I made sure not to bring my mileage much over 50 in the peak weeks. I just can’t handle mileage higher than right around 50 and it doesn’t seem that I need it from past experiences.
I based the plan mainly on my easy run pace because I believe that is the most important factor for endurance during the marathon. I threw a couple of marathon paced chunks of running into 3 of the long runs as well as throughout the week as the weeks go on, to get really comfortable running at this pace. I want to be able to run a 7:50 pace in my sleep!

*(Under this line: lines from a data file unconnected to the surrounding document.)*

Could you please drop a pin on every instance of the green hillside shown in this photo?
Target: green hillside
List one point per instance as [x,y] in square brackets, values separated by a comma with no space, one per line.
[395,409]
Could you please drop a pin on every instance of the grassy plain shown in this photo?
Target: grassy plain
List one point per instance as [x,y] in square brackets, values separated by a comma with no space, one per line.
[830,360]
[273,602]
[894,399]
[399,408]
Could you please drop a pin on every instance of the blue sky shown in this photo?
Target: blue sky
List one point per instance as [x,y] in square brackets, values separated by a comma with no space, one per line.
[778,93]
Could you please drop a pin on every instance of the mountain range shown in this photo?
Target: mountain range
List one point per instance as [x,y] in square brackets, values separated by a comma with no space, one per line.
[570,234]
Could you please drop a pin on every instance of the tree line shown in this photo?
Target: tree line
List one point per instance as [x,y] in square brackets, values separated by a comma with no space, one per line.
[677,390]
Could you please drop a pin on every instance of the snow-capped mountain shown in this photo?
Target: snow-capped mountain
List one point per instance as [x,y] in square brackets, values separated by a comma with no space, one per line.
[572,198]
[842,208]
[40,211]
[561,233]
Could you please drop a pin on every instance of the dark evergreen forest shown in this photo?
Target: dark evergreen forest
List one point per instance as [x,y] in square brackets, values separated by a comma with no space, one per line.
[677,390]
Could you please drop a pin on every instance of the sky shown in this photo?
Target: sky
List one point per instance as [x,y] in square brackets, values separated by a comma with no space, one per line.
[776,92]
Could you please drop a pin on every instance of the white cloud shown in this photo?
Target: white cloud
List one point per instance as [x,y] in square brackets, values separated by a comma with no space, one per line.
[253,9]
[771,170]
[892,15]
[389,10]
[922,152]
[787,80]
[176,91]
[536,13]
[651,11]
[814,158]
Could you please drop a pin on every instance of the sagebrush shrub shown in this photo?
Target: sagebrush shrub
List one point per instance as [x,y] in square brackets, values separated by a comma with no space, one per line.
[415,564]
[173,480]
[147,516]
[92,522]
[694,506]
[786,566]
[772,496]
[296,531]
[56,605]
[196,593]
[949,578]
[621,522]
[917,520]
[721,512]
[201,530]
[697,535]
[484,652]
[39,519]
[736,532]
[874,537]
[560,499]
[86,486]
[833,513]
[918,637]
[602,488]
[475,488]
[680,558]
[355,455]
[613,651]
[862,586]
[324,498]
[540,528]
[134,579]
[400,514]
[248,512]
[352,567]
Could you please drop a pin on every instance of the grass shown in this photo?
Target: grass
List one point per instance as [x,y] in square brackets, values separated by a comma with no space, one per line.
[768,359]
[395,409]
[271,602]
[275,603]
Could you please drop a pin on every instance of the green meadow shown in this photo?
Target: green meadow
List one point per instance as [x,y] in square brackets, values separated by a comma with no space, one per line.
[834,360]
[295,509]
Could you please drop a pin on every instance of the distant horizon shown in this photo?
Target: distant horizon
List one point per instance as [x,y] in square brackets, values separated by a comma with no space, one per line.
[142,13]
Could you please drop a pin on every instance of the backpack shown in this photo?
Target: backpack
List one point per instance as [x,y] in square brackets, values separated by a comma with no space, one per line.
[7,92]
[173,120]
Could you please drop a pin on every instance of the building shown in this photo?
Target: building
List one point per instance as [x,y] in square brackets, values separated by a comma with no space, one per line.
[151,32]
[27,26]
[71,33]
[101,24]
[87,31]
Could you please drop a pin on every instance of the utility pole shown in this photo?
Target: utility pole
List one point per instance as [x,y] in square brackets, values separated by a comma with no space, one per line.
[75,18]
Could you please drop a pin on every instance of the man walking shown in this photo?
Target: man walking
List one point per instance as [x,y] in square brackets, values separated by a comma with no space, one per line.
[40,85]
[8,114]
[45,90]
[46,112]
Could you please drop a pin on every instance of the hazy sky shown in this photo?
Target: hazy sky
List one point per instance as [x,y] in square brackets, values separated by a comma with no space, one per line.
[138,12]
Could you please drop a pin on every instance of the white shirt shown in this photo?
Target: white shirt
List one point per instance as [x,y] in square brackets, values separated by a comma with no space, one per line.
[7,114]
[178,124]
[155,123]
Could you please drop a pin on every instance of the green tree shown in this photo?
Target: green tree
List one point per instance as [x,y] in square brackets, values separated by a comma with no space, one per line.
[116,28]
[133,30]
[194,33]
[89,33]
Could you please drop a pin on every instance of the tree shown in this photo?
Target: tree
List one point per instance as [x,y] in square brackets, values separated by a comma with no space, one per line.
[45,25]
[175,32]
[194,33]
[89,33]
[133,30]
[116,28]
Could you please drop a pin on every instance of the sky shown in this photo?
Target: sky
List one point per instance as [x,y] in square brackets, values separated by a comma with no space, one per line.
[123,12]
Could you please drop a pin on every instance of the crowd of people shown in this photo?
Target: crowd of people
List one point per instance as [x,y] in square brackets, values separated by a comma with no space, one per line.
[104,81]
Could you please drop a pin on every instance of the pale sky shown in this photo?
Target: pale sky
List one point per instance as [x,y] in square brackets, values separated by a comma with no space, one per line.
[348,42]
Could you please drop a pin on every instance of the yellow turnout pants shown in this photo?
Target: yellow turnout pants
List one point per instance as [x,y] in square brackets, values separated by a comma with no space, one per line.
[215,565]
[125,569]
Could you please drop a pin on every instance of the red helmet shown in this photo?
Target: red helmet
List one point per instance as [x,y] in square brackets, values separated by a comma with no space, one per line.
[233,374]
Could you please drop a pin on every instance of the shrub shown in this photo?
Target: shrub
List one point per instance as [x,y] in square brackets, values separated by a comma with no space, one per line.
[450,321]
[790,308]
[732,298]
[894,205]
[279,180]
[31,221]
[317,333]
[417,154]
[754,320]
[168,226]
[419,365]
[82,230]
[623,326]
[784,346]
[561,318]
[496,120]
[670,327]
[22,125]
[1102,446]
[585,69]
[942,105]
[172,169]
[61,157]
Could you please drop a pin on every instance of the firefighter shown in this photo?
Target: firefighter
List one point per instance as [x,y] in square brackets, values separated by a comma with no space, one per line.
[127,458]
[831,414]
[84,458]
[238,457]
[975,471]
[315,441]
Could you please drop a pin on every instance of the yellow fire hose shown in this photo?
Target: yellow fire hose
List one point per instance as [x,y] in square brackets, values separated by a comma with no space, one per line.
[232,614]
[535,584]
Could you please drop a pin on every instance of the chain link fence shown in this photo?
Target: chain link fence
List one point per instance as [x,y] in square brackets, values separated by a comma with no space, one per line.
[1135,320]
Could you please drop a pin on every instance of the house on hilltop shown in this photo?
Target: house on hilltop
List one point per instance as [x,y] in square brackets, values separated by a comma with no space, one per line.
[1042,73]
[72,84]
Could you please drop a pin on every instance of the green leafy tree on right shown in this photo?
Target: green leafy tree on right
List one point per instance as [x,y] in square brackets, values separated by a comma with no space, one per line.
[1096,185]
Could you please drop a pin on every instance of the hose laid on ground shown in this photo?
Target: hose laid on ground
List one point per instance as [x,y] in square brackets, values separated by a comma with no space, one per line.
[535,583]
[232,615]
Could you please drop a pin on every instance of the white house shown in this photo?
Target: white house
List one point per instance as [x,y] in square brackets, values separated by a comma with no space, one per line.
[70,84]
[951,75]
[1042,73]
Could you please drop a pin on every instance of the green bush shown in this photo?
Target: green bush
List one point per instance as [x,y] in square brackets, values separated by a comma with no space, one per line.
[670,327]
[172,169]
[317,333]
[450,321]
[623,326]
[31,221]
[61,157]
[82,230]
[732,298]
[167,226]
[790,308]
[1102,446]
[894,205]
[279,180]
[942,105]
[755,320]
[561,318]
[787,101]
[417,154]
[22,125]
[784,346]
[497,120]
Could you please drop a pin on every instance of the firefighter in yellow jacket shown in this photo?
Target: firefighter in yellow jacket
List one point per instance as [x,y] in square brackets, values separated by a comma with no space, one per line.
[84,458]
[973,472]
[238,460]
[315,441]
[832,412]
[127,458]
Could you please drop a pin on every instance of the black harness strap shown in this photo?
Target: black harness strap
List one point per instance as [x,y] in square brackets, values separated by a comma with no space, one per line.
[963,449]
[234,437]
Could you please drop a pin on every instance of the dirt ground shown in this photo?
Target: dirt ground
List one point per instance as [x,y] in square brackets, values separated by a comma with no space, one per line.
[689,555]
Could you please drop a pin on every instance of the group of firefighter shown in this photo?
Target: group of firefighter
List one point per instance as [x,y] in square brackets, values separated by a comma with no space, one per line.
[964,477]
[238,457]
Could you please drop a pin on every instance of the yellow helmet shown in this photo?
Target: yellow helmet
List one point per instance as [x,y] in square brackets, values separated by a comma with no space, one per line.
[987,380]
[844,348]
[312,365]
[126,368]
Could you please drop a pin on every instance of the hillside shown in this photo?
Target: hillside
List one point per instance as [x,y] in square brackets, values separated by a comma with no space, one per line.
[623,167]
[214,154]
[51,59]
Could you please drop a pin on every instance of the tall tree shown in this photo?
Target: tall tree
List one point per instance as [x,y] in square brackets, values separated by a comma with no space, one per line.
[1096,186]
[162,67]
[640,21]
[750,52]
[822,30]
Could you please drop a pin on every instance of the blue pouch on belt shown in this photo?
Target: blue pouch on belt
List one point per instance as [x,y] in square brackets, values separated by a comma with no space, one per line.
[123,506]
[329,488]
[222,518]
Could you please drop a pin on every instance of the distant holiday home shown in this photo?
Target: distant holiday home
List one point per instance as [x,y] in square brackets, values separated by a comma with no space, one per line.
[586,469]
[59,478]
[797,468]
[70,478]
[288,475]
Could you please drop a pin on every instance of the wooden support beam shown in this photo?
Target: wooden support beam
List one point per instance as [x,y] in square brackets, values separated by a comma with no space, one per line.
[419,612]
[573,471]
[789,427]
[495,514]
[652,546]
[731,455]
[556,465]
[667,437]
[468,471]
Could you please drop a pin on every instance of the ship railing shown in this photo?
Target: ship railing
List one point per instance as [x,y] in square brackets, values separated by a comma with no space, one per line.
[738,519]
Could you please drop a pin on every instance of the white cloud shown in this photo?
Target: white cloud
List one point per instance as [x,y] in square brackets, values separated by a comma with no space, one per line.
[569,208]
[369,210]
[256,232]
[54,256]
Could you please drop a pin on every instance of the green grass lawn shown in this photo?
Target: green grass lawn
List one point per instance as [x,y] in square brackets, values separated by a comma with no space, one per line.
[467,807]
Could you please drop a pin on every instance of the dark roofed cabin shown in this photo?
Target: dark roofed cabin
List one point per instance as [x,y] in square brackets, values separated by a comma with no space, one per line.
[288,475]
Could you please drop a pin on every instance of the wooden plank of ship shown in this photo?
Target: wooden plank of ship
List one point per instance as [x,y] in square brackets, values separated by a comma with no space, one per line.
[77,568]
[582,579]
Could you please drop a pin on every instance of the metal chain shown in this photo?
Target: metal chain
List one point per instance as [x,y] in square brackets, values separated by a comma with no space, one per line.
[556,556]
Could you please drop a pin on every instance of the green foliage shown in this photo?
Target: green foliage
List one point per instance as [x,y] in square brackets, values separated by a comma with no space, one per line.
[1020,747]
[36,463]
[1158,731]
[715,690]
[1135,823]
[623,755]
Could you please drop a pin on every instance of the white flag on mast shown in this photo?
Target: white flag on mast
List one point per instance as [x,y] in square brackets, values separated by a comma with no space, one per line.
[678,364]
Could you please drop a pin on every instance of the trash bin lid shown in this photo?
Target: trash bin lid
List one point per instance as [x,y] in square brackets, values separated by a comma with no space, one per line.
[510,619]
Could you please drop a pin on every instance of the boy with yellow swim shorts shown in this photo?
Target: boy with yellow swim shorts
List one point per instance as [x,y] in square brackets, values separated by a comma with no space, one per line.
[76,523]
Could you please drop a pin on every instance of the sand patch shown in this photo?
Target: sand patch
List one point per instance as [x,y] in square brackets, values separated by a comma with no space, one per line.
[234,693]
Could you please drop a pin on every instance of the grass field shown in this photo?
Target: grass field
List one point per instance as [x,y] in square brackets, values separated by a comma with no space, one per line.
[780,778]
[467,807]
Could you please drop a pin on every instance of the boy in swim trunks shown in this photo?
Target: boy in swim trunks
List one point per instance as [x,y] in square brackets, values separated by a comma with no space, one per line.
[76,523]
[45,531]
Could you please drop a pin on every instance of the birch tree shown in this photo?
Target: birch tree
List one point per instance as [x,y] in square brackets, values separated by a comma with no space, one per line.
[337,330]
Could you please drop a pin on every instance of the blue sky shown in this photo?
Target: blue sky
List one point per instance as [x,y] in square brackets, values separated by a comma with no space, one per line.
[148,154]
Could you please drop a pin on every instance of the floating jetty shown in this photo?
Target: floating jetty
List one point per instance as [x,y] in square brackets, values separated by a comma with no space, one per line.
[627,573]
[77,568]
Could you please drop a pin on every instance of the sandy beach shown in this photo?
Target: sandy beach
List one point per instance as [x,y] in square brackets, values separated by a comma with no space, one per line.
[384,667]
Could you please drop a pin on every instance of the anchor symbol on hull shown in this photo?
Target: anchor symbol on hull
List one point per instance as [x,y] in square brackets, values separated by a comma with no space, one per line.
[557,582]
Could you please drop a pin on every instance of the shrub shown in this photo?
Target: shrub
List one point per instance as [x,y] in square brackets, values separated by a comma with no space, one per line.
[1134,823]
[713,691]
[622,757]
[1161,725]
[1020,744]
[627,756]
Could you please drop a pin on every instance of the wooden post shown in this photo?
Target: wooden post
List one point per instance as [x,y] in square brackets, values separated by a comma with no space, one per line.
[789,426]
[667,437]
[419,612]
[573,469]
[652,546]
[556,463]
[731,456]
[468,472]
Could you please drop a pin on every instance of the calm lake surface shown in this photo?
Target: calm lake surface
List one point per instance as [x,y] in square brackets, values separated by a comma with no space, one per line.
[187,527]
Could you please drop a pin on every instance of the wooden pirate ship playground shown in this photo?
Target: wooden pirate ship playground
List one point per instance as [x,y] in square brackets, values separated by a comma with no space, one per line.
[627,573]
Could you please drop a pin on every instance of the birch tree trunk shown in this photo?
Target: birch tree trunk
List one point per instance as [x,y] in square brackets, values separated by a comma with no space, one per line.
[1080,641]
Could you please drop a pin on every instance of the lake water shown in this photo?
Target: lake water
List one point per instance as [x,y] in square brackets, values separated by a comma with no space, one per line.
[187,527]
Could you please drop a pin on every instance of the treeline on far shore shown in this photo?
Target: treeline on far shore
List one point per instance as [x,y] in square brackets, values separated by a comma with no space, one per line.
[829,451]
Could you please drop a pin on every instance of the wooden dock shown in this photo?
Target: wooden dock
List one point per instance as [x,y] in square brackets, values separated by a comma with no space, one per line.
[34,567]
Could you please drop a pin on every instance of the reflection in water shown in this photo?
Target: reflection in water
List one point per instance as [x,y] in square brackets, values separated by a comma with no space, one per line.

And a few worries plus an alternative plan:
- Something will start hurting. Yes I know that with all this running SOMETHING will start hurting at some point and that it’s to be expected. I am not going to be shy about skipping a day or more of this plan to get my butt back on track and avoid injury.
Do I need to cross train? I thought about this, and decided that since I’m not doing it right now, I’ll leave it out of the “official” plan and just turn one of the easy runs into an hour long elliptical session if I’m having joint/tendon issues.
Will I be able to keep up my strength work? In the past the answer was no, I got lazy or just too exhausted from training along with life and let core work slide. I’m not going to be unrealistic, but I’d like to keep up with my 80 pushups + daily 2-3 minute plank. It barely takes any time and I need the core strength.
So, let’s see how it goes. Somehow I started this post all pumped to start training and now I’m tired just thinking about it! Don’t worry, you’ll be hearing about it again real, real soon 🙂
How do you feel right before starting a new training plan? Do you usually stick to a plan or change it based on how training/life is going? Were your goals realistic?